Words on Works







Spiriting:
Life in Wyoming
with the Gingerbread Man



                               Jessica Holt
                     jholt@wave.sheridan.wy.us



Physical space is the space of the steel Gingerbread Man and my dogs and my body, objectively experienced, and the physical event of moving us together in ritual. It is the space of my body as the determinant of my existence in the world. It is the space of my sense, of the feelings I feel when I interact with the Gingerbread Man and the dogs and the earth. It is me, bigger than the dogs, smaller than the Gingerbread Man, infinitely smaller than the land. It is the land close and the land far away. It is a quiet and a noisy space. It is a space that smells of winds and of the earth. Physical space is the space of primary perception.


My artwork recounts a direct experience with a specific physical space, using technology (my invented machines), physiology (my body), animal science (my dogs) and natural science (the Wyoming foothills) to define that space.


I have invented a series of machine tools, which, through their symbolism as matrix and through their unessential but concrete functions---including measuring, casting shadows and marking ground---exhibit a direct relationship with physical space. These machines include: the Harmonic Monogram Scribing Machine, 1986; Epicycloid Scribing Machine, 1990; Gingerbread Man Scribing Machine, 1992; Angel Cookie Cutter Machine, 1993; Ground Squirrel Surveyors Square, 1993; Sheep Path Sounding Machine, 1996; Pocket Gopher Tunnel Digging Machine, 1996. These machines set up illusory, symbolic and real boundaries, which change as the machines are moved or as they are used for different functions, with different media (mold to hold grass clippings, frame for a rawhide coat, scriber to mark metal, digger to mimic a gopher). Thus, repetitive use of these archetypal machines does not produce like products. Each product is unique and possesses subjective, unmeasurable elements and objective, measurable elements. Each product presents itself as that place of interaction between physical space and virtual space, a place momentarily in some kind of balance [1].




			(Fig. 1)

The Gingerbread Man Scribing Machine, a 5 1/2-x-8-ft-x-2 1/2-in oversized steel cookie cutter (Fig. 1), is the first machine I have used in an interactive manner as a "companionable form," recording its movements in various environments, including my walks with it in the hills. This machine has several distinguishing features: a set of sharp wheels for work, for dry ground and flat surfaces, made of 3/8-in-thick steel plate, 2 ft in diameter, attached by a clip on the axle; a set of bright, red and shiny rubber wheels for play, for soft or hilly ground, 1 1/2 ft in diameter, attached by a clip on the axle; a 7-ft-long pole that slides through two steel loops attached to the body, providing a pulling arm; a hollow body made of 3/8-in-thick steel plate and boasting a 3-in rectangular loop on its belly that allows the body to be picked up by a fork lift; and a tripod to hold the toting arm, providing a home for it when the machine is at rest.
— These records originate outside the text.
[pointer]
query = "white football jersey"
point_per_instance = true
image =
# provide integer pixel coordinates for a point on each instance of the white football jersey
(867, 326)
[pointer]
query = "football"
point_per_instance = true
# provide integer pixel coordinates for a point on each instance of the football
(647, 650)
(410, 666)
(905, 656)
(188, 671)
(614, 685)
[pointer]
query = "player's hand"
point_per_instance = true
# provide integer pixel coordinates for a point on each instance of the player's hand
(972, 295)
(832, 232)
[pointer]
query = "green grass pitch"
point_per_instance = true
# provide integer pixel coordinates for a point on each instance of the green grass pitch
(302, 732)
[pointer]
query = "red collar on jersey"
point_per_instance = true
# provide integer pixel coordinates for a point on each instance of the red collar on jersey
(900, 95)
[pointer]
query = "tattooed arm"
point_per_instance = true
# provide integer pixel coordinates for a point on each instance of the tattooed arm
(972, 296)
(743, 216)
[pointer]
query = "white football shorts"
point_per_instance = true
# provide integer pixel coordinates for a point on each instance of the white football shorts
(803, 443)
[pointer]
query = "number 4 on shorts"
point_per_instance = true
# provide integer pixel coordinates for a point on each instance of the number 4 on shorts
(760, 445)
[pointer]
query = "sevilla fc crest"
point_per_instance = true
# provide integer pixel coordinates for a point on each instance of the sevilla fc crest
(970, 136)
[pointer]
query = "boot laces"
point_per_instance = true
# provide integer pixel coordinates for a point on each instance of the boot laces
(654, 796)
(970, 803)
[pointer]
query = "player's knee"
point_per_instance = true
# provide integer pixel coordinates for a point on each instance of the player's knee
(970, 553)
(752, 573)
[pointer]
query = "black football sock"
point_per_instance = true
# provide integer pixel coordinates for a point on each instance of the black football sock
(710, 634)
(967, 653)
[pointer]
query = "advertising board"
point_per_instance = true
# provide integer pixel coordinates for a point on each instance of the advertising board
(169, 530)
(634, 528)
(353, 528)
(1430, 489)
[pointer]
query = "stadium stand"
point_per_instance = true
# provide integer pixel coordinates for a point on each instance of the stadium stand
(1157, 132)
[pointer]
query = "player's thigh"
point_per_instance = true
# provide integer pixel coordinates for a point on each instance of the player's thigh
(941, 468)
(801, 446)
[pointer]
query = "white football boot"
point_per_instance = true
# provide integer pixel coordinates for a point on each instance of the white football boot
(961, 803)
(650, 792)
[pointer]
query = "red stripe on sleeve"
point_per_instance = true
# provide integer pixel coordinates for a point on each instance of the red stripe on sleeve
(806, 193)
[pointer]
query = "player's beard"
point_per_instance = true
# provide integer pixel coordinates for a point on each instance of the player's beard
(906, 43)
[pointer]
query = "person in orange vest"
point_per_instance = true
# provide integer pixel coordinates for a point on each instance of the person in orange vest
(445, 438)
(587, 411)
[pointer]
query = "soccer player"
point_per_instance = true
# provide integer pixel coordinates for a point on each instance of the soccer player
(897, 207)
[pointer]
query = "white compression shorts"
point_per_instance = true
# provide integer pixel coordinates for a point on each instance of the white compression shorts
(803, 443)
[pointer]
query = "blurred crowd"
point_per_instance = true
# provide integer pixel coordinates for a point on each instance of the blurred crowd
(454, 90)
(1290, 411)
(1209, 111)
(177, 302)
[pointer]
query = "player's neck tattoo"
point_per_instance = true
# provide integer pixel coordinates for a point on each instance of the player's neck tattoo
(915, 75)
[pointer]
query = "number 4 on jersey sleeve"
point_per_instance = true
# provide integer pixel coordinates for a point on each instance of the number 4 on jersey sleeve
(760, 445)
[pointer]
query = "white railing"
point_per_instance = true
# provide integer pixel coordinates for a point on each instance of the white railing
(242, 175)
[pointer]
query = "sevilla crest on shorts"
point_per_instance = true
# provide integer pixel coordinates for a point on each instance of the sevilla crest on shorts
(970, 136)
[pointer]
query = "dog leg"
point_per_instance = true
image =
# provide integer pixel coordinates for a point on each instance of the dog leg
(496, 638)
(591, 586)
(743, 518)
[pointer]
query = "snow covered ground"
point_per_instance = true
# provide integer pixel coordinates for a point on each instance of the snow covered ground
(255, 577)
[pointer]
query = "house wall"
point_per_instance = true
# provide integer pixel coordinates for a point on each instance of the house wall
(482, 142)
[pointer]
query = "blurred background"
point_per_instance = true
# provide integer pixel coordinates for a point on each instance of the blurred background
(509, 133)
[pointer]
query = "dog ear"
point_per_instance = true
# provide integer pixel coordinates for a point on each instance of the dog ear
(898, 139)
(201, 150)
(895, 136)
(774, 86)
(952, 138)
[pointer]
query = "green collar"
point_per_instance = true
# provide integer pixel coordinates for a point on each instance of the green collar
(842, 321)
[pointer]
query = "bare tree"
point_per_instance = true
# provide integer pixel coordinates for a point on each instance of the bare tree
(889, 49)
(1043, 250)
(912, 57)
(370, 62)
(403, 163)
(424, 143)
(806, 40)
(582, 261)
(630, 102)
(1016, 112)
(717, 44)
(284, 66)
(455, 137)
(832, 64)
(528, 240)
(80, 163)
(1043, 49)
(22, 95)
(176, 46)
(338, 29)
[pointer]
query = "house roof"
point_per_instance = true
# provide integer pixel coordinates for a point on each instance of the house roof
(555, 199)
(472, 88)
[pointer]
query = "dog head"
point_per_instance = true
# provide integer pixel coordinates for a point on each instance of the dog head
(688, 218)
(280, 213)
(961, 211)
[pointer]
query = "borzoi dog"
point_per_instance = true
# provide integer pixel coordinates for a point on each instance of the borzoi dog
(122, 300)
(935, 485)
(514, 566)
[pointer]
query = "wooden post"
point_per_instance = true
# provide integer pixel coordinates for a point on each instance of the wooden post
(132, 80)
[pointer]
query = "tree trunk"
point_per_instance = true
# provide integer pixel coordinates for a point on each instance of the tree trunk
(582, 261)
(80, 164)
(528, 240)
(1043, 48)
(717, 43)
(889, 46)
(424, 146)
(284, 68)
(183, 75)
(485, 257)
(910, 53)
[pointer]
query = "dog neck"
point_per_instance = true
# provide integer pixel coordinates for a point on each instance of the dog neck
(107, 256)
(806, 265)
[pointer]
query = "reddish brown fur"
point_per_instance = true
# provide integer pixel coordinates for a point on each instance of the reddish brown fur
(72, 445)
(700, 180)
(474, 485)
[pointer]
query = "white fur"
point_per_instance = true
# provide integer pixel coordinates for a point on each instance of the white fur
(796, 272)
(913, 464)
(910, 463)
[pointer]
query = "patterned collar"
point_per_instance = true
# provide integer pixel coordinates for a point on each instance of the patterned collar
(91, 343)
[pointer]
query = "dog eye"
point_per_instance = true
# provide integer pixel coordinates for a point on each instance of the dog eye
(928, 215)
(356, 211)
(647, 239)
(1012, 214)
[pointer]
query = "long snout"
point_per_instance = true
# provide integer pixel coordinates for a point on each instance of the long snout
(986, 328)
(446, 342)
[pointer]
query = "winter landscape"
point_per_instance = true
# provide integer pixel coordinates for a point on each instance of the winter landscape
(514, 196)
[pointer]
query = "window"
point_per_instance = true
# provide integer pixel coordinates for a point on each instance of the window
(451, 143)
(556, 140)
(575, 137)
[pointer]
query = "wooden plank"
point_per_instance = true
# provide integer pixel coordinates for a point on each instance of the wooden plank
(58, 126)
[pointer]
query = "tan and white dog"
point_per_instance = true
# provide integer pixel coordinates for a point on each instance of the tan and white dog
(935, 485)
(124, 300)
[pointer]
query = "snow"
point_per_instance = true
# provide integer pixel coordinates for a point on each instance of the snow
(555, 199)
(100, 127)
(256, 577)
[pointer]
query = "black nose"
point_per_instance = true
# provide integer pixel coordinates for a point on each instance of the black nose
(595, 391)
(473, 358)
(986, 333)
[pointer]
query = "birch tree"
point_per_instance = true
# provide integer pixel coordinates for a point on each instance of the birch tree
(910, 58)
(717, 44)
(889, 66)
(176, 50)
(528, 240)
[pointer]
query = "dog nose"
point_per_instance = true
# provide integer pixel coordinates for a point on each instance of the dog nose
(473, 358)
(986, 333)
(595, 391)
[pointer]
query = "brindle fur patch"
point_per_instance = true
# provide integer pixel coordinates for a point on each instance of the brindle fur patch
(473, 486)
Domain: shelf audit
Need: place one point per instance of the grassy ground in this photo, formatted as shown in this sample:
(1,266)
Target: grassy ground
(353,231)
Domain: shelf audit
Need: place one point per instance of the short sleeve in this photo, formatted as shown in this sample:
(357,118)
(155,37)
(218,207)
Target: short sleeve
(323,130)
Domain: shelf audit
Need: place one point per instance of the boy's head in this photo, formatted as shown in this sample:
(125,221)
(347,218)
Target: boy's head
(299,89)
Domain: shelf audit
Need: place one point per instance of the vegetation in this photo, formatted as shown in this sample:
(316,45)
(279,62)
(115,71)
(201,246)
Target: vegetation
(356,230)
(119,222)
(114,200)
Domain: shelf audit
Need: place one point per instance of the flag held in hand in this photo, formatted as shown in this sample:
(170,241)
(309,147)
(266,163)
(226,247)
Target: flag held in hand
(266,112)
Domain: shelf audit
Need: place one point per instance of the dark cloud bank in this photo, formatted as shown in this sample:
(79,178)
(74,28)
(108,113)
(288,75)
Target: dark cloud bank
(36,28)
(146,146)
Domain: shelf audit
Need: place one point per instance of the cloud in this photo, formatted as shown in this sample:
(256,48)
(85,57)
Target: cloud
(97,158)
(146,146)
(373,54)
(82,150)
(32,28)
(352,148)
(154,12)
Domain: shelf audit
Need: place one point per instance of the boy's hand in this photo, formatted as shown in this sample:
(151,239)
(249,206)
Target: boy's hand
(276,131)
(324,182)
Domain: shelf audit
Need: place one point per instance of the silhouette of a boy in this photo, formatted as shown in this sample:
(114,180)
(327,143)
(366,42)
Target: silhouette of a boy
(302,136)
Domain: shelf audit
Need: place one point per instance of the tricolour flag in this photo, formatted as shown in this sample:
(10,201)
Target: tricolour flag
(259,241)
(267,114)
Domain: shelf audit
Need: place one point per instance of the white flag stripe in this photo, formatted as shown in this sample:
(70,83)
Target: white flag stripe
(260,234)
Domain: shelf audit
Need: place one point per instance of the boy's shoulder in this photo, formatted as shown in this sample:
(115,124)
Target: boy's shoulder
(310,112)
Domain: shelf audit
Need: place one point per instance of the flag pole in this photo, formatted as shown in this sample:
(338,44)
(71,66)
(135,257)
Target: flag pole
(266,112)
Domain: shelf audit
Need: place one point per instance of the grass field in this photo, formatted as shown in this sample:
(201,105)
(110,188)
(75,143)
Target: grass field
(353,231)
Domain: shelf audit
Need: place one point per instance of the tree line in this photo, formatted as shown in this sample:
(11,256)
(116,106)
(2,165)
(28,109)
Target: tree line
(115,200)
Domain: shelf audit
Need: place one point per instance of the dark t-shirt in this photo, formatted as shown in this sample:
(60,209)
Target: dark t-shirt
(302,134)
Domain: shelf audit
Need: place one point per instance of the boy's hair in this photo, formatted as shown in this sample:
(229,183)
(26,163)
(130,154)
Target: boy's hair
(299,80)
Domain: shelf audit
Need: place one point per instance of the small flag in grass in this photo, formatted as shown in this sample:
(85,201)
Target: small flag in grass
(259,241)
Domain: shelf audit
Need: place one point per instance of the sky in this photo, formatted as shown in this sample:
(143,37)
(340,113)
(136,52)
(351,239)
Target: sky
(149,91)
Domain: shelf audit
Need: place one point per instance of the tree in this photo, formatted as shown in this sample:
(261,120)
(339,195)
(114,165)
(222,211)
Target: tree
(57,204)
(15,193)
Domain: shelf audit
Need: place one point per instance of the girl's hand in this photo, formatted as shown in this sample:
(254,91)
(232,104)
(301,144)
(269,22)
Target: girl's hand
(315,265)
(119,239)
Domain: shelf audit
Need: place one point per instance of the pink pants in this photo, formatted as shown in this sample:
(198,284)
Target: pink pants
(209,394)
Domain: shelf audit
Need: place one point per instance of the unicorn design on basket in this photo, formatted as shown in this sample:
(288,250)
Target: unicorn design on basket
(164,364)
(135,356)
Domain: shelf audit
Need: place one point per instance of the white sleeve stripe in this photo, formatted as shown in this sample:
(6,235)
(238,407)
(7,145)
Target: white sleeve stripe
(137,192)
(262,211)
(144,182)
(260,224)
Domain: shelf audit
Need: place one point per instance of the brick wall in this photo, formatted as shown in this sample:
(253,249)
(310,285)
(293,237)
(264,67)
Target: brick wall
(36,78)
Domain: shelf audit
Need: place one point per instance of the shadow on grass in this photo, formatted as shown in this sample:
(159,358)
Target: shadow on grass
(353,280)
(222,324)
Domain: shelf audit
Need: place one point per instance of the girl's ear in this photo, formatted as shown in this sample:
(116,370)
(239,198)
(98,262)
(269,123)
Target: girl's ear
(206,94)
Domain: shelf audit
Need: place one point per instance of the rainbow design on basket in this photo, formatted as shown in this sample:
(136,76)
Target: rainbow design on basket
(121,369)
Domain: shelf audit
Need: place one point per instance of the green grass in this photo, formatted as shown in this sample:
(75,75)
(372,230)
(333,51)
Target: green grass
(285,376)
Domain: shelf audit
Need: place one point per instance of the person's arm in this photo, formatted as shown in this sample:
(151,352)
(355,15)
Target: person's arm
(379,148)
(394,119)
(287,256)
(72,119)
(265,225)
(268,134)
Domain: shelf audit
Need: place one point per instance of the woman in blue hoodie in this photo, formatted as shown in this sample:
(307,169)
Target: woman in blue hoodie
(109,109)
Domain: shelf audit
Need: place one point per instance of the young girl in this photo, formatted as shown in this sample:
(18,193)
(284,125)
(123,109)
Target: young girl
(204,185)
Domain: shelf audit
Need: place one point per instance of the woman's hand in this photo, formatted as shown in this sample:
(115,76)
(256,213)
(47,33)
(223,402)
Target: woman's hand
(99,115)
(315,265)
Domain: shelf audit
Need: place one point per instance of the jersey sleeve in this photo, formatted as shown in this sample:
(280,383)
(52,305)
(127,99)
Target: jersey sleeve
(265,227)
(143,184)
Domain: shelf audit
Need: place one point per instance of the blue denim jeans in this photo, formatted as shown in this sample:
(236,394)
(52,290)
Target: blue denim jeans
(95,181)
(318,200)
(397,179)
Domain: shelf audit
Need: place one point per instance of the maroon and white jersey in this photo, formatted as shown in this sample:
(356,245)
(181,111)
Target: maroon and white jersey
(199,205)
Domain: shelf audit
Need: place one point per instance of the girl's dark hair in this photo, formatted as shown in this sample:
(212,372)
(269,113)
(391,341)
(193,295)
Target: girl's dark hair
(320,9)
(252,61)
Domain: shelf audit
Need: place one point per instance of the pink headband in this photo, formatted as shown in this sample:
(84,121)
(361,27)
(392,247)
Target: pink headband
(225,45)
To date, the Gingerbread Man Scribing Machine has participated in many random events, but only one regular event---the walks with me and my dogs in the foothills near our home. Beginning a walk with the work wheels, I lift the toting arm off the tripod and pull forward, moving slowly at first, turning the body off the gravel and onto the grass. We leave trail marks in the gravel as we move. Entering the grass, our presence seems willful; the grass is high and our intrusion there bends large groups of stems first one way and then the next. We break path and roll along, close to the earth. Care is given to the degree of incline; we use it as our guide, preventing the weight of the form from leading too fast down the hill. We work together---the gravity of the earth, the place of the hill, the weight of the machine, the strength of my body, the movement of the dogs. The borders meld: movement in one causes concurrent movement in another. It is a symbiotic and empathetic relationship. We play to each other. We slow down when Mebbie, the Bernese, has a sit-down strike. We speed up when Zack, a beautiful, fleeting German Shephard/Collie mix, is too far afield, out of sight. And when the walk gets long and steep for Andy, smallest and eldest of the three, we look for smooth ground and a place to change the wheels.


Like the machines before it, and those that have come after, the Gingerbread Man Scribing Machine is a motif and a mediator for my subjective life, carrying the story of the spaces I live in and the things and animals and people in those spaces. Such machines become poetic devices. Use of the machines in real physical space, in a ritual sense, sets up a myth, repeating a story over and over, offering the possibility of living a reality where our subconscious selves can have flight.


____

Note



1. See R. Williams and J. Boyd, Ritual Art and Knowledge (South Carolina: Univ. of South Carolina Press, 1993) for a discussion of physical meaning in virtual space.